/Option-Scraper-BlackScholes

Repo for scraping option data required for the Black Scholes model. Data is scraped from S&P500 companies

Primary LanguageJupyter Notebook

Option-Scraper-BlackScholes

Author: Juan Diego Herrera

The code in this repo allows for scraping option data required for the Black Scholes model. Data is scraped from S&P500 companies.

Beyond the standard python libraries, the code requires pandas, bs4 (Beautiful Soup), and requests to work properly

Background

This scraper was originally created for quite a fun project I worked on regarding the use of neural nets in option pricing. Make sure to check it out!

Getting access to option data can be quite expensive - especially when getting data in bulk. Datasets are often protected behind a paywall that can range from $10-100. Furthermore, for those having access to financial tools such as a Bloomberg terminal (I'm looking at you, students), there is often a data quota that should not be exceeded.

That's why I made this scraper.

Output

This program will scrape the following information about all current call contracts for batches of companies in the S&P500. The program will write into a csv called "SNP.csv":

  • Option price
  • Option strike price
  • Option time to maturity (in years)
  • Underlying stock price
  • Underlying stock dividend yield
  • Underlying stock implied volatility (this is the best proxy for a stock's volatility)

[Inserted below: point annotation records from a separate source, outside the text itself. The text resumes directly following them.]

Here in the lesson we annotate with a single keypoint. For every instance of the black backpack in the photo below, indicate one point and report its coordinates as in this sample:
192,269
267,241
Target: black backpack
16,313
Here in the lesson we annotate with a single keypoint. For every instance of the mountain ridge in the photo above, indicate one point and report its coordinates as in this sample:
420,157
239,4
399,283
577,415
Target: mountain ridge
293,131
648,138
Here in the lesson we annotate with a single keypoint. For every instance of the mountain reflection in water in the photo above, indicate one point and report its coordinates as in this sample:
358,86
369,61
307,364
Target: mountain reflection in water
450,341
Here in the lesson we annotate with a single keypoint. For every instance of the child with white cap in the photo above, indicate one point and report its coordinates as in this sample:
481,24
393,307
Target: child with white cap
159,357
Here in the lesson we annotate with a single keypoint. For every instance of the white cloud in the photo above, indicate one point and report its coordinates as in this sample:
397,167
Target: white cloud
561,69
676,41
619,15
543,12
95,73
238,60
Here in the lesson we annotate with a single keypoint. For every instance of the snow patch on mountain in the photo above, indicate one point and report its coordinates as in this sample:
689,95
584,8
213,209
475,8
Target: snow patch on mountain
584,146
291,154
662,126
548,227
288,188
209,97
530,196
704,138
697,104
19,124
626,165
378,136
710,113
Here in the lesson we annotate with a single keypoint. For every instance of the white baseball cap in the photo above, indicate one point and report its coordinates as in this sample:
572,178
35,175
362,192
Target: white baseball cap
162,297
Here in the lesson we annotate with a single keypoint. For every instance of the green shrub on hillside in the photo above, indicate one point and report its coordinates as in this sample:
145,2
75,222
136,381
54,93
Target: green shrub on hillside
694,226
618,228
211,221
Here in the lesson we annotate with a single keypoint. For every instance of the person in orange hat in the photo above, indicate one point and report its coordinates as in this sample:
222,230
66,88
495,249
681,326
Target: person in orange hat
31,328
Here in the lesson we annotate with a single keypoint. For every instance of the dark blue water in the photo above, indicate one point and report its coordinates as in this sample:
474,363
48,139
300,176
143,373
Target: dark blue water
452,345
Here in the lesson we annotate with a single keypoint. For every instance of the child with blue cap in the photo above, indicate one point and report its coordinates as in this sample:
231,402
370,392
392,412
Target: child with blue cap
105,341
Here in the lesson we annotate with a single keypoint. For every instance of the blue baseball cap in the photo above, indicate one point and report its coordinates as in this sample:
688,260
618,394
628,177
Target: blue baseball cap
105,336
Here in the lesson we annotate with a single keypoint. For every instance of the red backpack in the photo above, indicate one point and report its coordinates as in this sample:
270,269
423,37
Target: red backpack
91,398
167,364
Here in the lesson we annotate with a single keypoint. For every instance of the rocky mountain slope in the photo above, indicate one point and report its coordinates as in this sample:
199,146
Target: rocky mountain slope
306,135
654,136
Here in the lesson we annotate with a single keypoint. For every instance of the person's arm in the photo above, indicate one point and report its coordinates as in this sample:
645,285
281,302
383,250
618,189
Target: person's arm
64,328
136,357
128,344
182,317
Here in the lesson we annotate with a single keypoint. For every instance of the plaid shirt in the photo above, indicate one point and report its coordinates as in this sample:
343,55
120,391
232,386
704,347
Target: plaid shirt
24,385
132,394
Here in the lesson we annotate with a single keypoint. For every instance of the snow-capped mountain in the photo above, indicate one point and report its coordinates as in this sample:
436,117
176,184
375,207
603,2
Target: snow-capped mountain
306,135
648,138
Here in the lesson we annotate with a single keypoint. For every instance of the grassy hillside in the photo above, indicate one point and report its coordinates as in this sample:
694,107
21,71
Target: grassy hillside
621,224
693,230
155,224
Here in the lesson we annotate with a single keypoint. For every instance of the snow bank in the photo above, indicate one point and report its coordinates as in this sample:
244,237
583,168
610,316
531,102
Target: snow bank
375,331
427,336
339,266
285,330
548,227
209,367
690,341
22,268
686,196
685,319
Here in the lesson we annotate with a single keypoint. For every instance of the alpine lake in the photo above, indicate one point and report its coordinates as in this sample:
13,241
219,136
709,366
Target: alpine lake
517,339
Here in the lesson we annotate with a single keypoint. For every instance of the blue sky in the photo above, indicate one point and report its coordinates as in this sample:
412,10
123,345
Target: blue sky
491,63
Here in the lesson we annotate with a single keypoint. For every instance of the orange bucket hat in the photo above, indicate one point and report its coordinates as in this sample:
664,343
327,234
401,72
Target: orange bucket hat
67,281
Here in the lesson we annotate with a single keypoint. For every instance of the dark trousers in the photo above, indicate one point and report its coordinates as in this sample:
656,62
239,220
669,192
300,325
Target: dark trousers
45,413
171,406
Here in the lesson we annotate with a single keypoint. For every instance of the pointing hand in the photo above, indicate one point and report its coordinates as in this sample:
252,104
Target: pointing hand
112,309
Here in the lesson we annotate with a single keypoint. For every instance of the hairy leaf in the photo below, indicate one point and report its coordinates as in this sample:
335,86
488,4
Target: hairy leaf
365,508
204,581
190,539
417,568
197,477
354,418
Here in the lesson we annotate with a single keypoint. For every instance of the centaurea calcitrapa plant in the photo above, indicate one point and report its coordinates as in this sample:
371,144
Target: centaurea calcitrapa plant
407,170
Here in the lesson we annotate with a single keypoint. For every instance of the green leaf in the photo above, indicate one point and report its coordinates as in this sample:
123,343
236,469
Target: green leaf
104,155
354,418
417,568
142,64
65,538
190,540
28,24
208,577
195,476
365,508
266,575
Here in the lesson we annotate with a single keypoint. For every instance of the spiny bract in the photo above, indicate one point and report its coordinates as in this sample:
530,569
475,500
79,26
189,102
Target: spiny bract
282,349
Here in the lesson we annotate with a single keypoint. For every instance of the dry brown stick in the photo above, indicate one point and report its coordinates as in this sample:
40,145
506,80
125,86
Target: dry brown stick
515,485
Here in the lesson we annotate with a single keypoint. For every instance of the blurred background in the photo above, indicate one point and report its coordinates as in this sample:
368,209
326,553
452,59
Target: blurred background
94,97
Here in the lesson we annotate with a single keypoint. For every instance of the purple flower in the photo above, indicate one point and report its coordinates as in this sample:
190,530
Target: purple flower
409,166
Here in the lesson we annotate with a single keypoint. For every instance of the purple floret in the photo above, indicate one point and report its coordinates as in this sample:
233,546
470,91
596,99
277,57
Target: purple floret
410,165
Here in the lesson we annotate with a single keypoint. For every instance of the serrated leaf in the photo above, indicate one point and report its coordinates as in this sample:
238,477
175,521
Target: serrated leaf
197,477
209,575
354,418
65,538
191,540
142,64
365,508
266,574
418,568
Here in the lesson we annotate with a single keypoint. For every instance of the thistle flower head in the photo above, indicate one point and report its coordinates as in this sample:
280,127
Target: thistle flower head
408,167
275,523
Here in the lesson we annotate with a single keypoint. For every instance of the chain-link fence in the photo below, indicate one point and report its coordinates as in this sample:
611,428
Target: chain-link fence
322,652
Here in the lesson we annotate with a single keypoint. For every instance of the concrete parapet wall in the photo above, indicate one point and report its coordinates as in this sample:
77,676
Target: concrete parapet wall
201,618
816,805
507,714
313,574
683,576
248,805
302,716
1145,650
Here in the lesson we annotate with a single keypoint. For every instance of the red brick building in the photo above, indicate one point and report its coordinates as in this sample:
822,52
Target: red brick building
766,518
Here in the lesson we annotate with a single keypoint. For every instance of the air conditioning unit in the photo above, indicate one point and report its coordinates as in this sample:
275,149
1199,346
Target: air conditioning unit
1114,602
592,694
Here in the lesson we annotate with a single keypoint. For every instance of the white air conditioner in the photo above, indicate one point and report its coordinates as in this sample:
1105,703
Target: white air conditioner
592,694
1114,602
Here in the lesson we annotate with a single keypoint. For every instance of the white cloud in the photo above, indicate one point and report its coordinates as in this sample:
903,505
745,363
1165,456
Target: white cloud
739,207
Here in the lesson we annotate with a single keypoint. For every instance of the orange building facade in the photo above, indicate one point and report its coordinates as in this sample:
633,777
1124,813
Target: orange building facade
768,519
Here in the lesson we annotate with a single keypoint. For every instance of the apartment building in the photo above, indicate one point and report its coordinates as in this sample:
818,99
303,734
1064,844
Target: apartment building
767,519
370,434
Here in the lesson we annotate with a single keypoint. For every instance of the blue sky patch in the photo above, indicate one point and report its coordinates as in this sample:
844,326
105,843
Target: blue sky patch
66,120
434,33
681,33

Multiple runs will be stacked on top of each other

Almost all data is scraped from Yahoo Finance, with the exception of implied volatility, which is scraped from AlphaQuery

Usage

This scraper is free to use! Just make sure to check out this project and star this repo if you find the code useful!

On the more technical side, the scraper can be used in either a Jupyter notebook or a plain .py file; the code is almost completely identical. That being said, the .py file allows for faster parameter tuning. The company list for which the scraping occurs comes from Wikipedia's list.

If you're using the .py make sure you pass the correct arguments (see below)

Important: since the code is extracting a lot of data from several sites in Yahoo Finance and AlphaQuery, sometimes servers will block your IP for accessing their data for small period of time. In the case of a block, the code crashes and ceases execution immediately. I've tried to ameliorate this effect by adding a wait between each batch.

If the code crashes due to a server denial (i.e requests returned None) you can restart the code at the company index the code crashed on and you can still keep on appending on the same csv file.

With all of this in mind, I recommend running this program while the markets are closed since it takes quite some time to run!

Parameters

Below is a list of the parameters that can be tuned when running the .py. All parameters are optional and have default values. These parameters should be changed manually if using Jupyter.

  • --batches - the number of company batches to be processed
  • --bs - the batch size (i.e the number of companys processed per batch)
  • --rf - risk-free rate used in the output
  • --waitb - wait time between batches
  • --wait - wait time between page requests
  • --verbose - flag that determines whether the program prints progress. Should be 1 or 0
  • --startIdx - index to start parsing companies from (see Wikipedia's list to understand the indexing)